Gambar: Model empang parit disempurnakan

Model empang parit disempurnakan sedikit ramah lingkungan sebab hamparan hutan mangrove selaku zona konservasi serta zona tambak selaku zona budidaya diatur saluran air yang terpisah, telah hadapi kenaikan apabila dibandingkan dengan emparng parit biasa. Lahan peruntukan ekosistem mangrove selaku zona konservasi telah terpisah dalam 2 hamparan dengan lahan peruntukan tambak sebagai area budidaya udang dan ikan dan organisme air yang lain, diatur oleh saluran air dengan dua pintu secara terpisah. Model empang parit disempurnakan sekalipun hamparan hutan mangrove selaku zona konservasi masih satu hamparan dengan tambak selaku zona budidaya ikan yang diatur oleh saluran air yang terpisah.

Namun, masih berpotensi terjalin penyusutan

mutu air akibat proses dekomposisi serasah mangrove. Model ini paling tidak telah hadapi revisi buat mewujudkan desain tambak silvofishery yang ramah area.

5.1.3. Model Komplangan

Model komplangan ialah model penyempurnaan dari model empang parit serta empang disempurnakan. Model ini telah menuju pada desain tambak silvofishery yang ramah area.
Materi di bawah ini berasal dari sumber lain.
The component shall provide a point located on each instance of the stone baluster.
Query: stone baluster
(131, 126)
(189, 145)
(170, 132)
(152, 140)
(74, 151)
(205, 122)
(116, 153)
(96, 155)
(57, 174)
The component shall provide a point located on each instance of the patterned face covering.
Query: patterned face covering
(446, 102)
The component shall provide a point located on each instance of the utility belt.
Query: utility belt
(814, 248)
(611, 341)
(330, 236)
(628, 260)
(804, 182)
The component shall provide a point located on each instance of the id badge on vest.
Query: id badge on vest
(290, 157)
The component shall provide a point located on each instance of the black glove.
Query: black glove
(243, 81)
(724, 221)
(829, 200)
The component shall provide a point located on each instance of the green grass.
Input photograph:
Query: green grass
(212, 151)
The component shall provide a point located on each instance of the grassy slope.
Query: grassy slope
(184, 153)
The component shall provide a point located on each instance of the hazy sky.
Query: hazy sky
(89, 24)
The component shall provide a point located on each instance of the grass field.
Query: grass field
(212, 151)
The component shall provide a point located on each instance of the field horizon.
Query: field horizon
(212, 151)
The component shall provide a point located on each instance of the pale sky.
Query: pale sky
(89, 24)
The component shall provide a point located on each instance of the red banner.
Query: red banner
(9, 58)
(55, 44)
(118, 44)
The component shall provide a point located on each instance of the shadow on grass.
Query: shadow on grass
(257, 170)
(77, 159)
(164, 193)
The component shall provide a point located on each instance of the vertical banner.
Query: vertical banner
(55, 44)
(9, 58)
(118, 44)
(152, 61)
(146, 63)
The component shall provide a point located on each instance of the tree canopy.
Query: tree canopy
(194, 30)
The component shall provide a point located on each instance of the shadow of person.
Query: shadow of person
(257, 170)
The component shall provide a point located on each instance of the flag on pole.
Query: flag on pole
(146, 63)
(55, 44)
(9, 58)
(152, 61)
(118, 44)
Hamparan mangrove selaku zona konservasi berpisah dengan hamparan tambak selaku zona budidaya ikan. Secara teknis konstruksinya lebih rumit, akan tetapi lebih ramah area, di mana lahan mangrove sebagai zona konservasi terpisah dengan lahan tambak selaku area budidaya yang diatur oleh saluran air dengan 2 pintu yang terpisah. Terpisahnya lahan mangrove serta lahan tambak pada pola komplangan yang dibatasi oleh pematang antara serta 2 pintu. Sehingga pola ini bisa jadi pemecahan pengelolaan tambak ramah area. Berarti, yang jadi issu dalam pengelolaan tambak di kala ini untuk mengembalikan kualitas lingkungan yang sudah mengalami degradasi akibat berbagai aktivitas manusia berupa penerapan teknologi tinggi yang tidak dibarengi dengan pengelolaan area yang arif serta bijaksana.

Pada model ini lahan selaku tempat penanaman hutan mangrove serta budidaya ikan dipisah dengan memakai tanggul. Namun, ada pintu air

yang menyambungkan antara keduanya. Pada model ini, satu daerah tambak dipecah jadi 2 bagian dengan 2 pintu air. Pintu air awal menuju pada daerah budidaya ikan, serta yang kedua pada tumbuhan mangrove.

Gambar: Model komplangan

Dengan demikian proses dekomposisi serasah mangrove tidak hendak mempengaruhi terhadap mutu air pada tambak selaku zona budidaya sebab diatur pintu air selaku regulator perputaran air antara 2 hamparan yang berbeda.

Ketiga model di atas hendaklah jadi sesuatu referensi buat merubah anggapan warga dalam mengelola ekosistem mangrove secara terintegrasi, antara upaya pelestarian serta upaya pemanfaatan. Sehingga hendak menciptakan sesuatu model pengelolaan secara maksimal serta

berkepanjangan, ialah secara ekologi lestari serta secara ekonomi menguntungkan, lewat pendekatan konsep supply deman selaku pendekatan ekologi serta konsep benefit cost ratio.